LA GRANDE-MOTTE, a garden city
In 1963, the Languedoc Roussillon coastline had one of the most sparsely wooded areas in France (2.5% wooded density).
The pyramid designs tamed the wind and protected the vegetation. The plants were specifically chosen for their capacity to thrive in sunshine, their resistance to sea salt and their water requirements: the pine is the most common tree, grown alongside tamarix, lagerstroemia, phormium, pittosporum, nerium and wild prairie flowers.
A few exotic palm trees arrived later. The architects structured the town with hedges and woodlands in exceptional density.
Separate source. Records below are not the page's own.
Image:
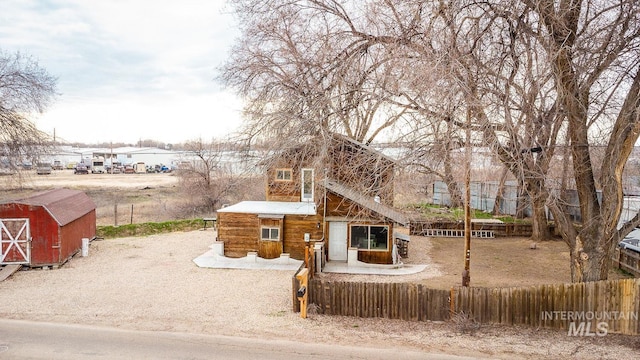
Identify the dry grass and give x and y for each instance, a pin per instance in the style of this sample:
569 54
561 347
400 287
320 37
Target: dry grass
151 283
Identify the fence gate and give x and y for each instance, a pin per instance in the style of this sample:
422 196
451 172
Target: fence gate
15 237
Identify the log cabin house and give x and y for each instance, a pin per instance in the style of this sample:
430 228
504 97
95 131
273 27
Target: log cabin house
335 192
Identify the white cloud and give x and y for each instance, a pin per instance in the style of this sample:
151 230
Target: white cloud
128 70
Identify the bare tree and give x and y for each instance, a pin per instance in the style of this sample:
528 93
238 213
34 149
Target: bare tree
527 73
25 88
211 173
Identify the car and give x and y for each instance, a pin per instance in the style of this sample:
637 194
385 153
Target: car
81 169
57 165
630 243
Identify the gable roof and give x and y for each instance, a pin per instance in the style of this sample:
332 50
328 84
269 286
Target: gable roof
64 205
366 202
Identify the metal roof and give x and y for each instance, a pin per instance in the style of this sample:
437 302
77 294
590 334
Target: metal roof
64 205
366 202
272 207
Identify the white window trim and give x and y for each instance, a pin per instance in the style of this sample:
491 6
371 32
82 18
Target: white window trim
270 228
310 197
284 171
369 226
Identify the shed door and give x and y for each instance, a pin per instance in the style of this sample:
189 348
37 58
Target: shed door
337 241
15 236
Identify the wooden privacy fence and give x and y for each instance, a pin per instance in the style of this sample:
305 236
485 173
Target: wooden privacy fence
578 307
406 301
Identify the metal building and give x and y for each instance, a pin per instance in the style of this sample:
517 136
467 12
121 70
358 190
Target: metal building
45 229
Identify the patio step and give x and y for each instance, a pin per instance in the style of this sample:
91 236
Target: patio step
483 234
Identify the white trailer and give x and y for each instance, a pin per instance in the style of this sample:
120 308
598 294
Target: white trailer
139 168
97 165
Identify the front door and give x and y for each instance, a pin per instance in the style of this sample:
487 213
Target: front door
14 241
337 241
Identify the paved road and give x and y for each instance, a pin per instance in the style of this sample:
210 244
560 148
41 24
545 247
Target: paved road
37 340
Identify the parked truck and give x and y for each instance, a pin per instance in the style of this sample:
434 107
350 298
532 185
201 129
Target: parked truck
139 168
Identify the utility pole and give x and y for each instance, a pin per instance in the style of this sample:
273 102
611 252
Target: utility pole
466 274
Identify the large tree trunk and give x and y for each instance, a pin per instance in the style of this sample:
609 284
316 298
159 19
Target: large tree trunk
500 192
452 185
540 227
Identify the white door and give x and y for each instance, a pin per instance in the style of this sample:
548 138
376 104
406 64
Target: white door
337 241
15 236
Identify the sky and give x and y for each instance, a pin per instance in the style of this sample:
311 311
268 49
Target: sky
128 70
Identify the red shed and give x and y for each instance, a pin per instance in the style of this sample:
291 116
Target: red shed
45 229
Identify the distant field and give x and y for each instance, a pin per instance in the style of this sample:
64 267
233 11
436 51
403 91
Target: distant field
131 197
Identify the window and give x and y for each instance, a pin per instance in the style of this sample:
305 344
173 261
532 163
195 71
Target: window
270 233
307 185
370 237
283 174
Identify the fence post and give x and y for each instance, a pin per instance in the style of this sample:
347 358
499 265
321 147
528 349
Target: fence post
452 301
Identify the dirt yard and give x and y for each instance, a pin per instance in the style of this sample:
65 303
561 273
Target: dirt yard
151 283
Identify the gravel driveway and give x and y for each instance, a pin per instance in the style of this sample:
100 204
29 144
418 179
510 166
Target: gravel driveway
151 283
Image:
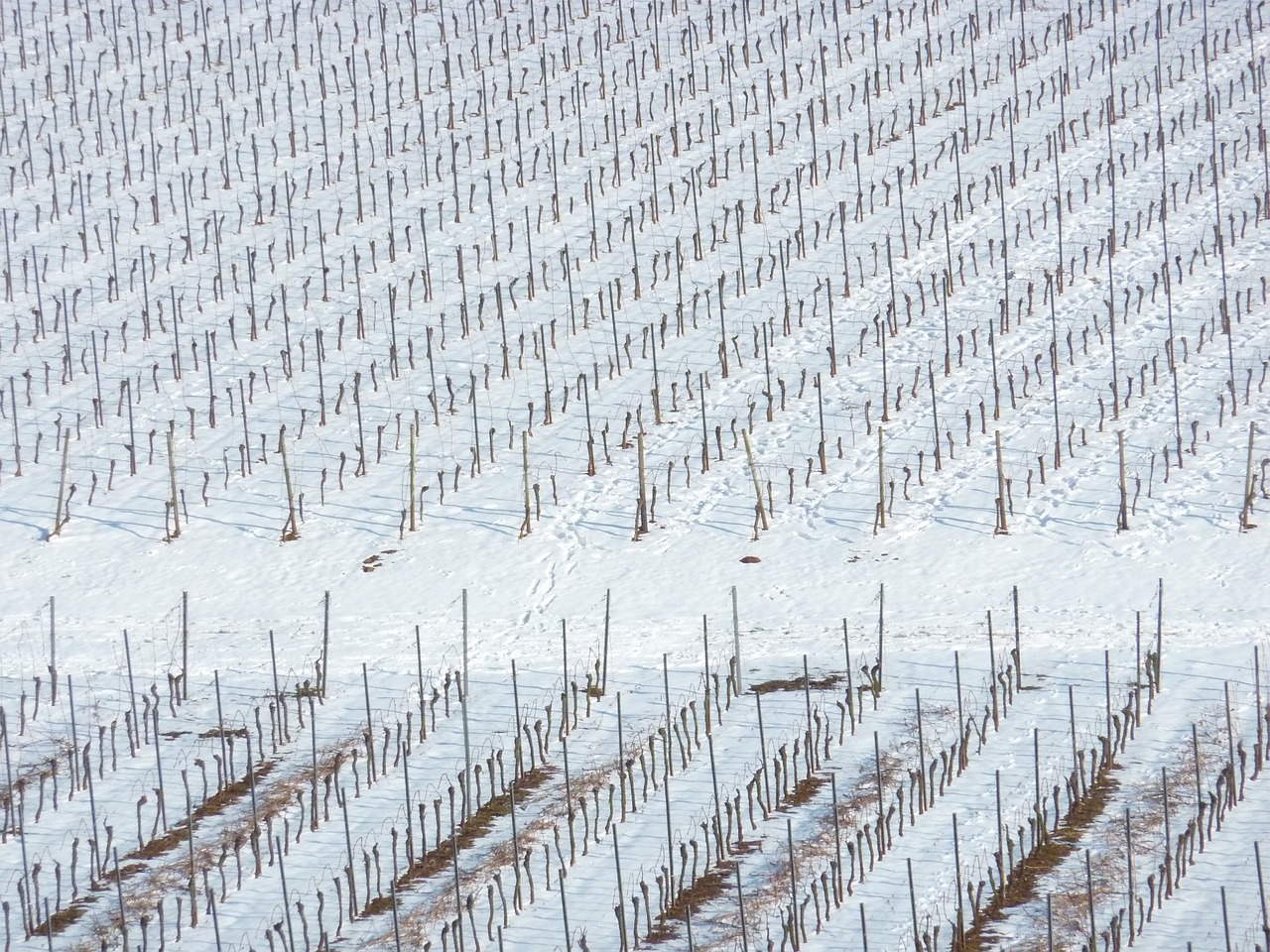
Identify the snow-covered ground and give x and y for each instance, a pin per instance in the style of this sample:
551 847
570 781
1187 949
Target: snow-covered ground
432 340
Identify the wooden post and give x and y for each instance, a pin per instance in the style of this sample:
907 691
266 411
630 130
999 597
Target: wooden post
185 647
1002 527
467 748
1019 656
1123 521
881 619
1261 888
912 902
881 479
413 494
62 494
642 520
370 729
789 839
291 530
527 526
1128 849
1245 515
1088 892
603 676
959 934
758 489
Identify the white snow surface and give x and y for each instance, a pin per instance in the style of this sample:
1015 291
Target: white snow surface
521 250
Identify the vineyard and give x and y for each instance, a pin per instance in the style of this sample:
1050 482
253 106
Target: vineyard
685 475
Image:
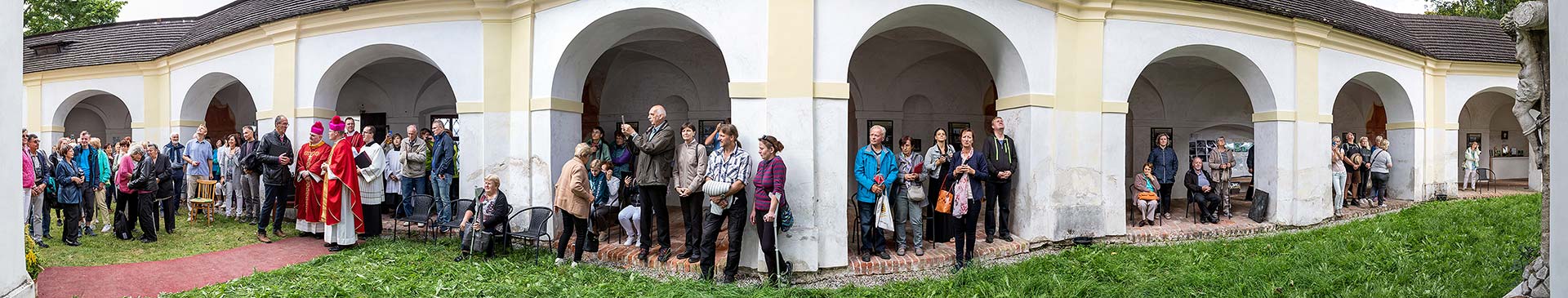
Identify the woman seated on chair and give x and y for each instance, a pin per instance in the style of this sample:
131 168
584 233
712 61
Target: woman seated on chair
492 212
1148 197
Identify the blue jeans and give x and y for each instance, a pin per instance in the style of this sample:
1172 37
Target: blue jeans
443 198
412 187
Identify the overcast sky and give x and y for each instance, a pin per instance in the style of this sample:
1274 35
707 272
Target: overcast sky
140 10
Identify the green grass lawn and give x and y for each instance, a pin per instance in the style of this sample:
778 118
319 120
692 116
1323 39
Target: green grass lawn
190 238
1460 248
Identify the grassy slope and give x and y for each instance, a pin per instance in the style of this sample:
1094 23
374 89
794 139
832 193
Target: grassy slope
1465 248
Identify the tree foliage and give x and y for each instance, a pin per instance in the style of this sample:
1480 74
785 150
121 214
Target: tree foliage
1472 8
44 16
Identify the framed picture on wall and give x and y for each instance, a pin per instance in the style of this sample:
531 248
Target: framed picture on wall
1155 136
888 131
954 129
706 127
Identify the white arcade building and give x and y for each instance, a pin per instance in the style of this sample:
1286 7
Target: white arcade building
1080 83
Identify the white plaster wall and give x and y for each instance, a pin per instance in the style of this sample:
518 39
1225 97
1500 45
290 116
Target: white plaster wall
1013 38
61 96
739 29
451 46
252 68
1133 44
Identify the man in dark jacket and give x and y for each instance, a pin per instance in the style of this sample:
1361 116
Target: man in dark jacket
1002 154
274 154
1203 190
657 151
441 170
154 178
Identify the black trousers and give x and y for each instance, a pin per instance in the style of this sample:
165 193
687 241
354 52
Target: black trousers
73 221
372 218
1165 198
172 207
964 234
146 216
1208 202
872 238
571 225
654 212
736 216
998 207
272 207
692 216
765 234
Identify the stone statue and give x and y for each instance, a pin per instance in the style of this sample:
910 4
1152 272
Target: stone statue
1528 25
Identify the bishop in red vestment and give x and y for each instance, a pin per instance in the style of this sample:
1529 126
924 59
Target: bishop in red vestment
310 185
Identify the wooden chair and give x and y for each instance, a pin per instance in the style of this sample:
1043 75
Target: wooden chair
204 199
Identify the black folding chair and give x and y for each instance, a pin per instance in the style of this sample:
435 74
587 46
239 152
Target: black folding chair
421 214
537 226
458 207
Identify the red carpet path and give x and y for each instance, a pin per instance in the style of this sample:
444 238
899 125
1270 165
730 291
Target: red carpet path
177 275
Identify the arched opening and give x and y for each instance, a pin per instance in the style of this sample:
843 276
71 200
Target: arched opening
102 115
388 87
618 68
916 71
1375 105
221 102
1196 95
1487 118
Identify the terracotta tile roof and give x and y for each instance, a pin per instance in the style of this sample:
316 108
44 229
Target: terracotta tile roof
1438 37
149 39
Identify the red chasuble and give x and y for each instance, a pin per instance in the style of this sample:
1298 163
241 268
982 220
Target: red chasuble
345 180
308 192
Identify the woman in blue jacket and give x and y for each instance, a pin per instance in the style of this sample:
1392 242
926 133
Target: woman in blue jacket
1164 160
71 180
968 173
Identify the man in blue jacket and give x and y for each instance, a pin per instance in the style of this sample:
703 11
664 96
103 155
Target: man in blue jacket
874 171
441 168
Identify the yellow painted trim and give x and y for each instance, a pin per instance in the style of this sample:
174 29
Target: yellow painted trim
552 104
35 105
497 63
1490 69
470 107
822 90
187 122
1269 117
1114 107
320 113
1045 100
1416 124
791 60
1084 27
748 90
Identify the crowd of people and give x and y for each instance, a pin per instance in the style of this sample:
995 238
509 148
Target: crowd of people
334 182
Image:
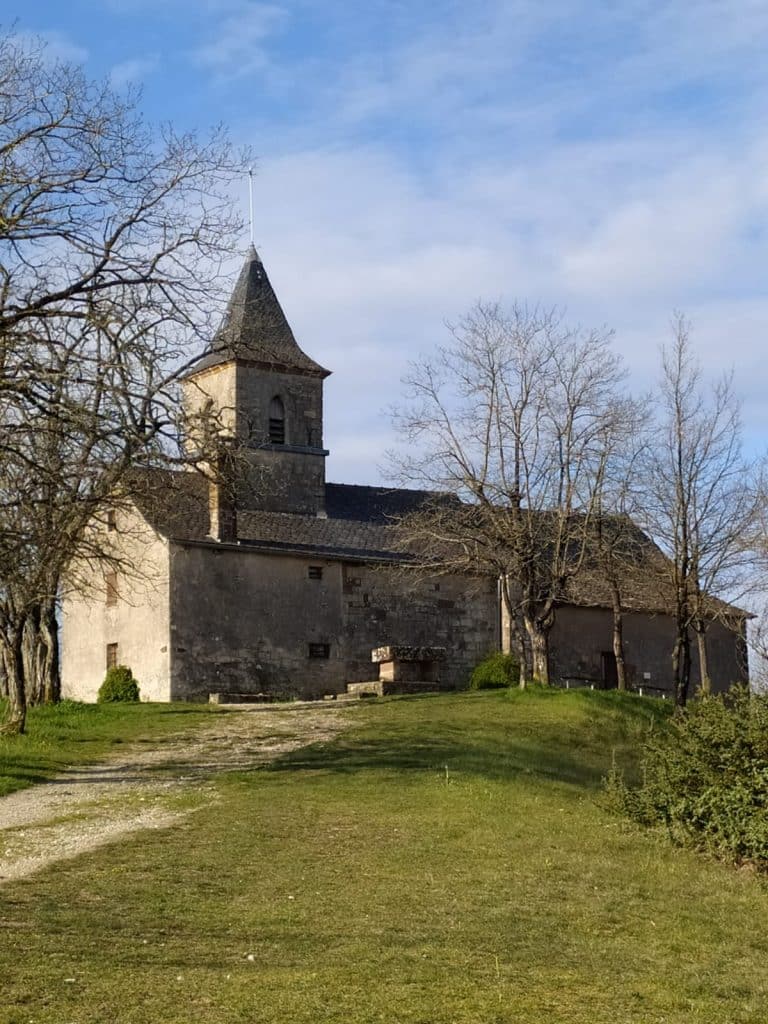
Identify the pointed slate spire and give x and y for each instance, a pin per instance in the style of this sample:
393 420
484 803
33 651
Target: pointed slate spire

Pierre Pillet, landscape architect, and Michel Germond, forestry engineer, designed and laid out the town’s parks.
As soon as you arrive, La Grande-Motte invites you to discover its huge gardens.
Do you know of any other town where 70% of its surface area is given over to greenspaces and nature? This makes it the leading green resort in Europe; the "Ville fleurie" committee awarded it the "3 fleurs" distinction for its landscaping and vegetation, and its commitment to sustainable development schemes.